GREFFIER : Martine FLAMENT
DÉBATS à l’audience publique du 28 Janvier 2025
ORDONNANCE mise en délibéré au 28 Janvier 2025
LE JUGE DES RÉFÉRÉS
Après avoir entendu les parties comparantes ou leur conseil et avoir mis l’affaire en délibéré, a statué en ces termes :
Monsieur [I] [V] est suivi dans le cadre d’un syndrôme de Lynch par le Dr [T] [O], spécialiste gastro-entérologue, exerçant au sein de l’hôpital privé Le Bois, établissement de soins de la société HPM Nord situé à [Localité 13] (Nord).

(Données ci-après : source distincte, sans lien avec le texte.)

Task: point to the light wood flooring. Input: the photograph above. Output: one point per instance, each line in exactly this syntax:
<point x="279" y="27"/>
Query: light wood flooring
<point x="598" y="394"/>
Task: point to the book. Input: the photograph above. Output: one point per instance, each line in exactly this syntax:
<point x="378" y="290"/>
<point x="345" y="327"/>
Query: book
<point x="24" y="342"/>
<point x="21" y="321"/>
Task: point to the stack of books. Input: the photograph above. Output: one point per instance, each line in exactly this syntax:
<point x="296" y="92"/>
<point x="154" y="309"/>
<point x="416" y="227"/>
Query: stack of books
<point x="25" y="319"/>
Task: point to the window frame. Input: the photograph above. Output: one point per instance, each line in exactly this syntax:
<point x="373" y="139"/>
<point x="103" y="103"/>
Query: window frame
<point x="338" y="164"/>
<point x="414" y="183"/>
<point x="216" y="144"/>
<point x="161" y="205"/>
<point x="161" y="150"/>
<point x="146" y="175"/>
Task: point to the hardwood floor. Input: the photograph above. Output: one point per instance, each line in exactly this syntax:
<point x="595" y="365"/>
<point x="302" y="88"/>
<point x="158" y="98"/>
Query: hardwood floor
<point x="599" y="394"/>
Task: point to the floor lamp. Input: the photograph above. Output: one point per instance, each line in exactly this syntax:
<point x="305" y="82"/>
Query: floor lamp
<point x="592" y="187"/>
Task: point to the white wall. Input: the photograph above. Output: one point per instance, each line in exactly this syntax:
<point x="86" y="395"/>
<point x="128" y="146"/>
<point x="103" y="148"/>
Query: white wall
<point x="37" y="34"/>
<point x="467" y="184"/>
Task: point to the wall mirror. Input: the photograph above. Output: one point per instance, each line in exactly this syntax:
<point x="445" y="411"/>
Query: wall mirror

Le 31 mars 2021, M. [I] [V] a subi une coloscopie réalisée par le Dr [O] au sein de cet hôpital lors de laquelle a été constatée une nouvelle formation polypoïde plane, un deuxième et un troisième polypes ont également été repérés. Lors de cet examen, le premier polype plan et le deuxième ont fait l’objet d’un clippage pour répérage.
Le Dr [O] a sollicité un avis chirurgical compte tenu de la multiplication des polypes plans et d’une exérèse endoscopique devenue inenvisageable.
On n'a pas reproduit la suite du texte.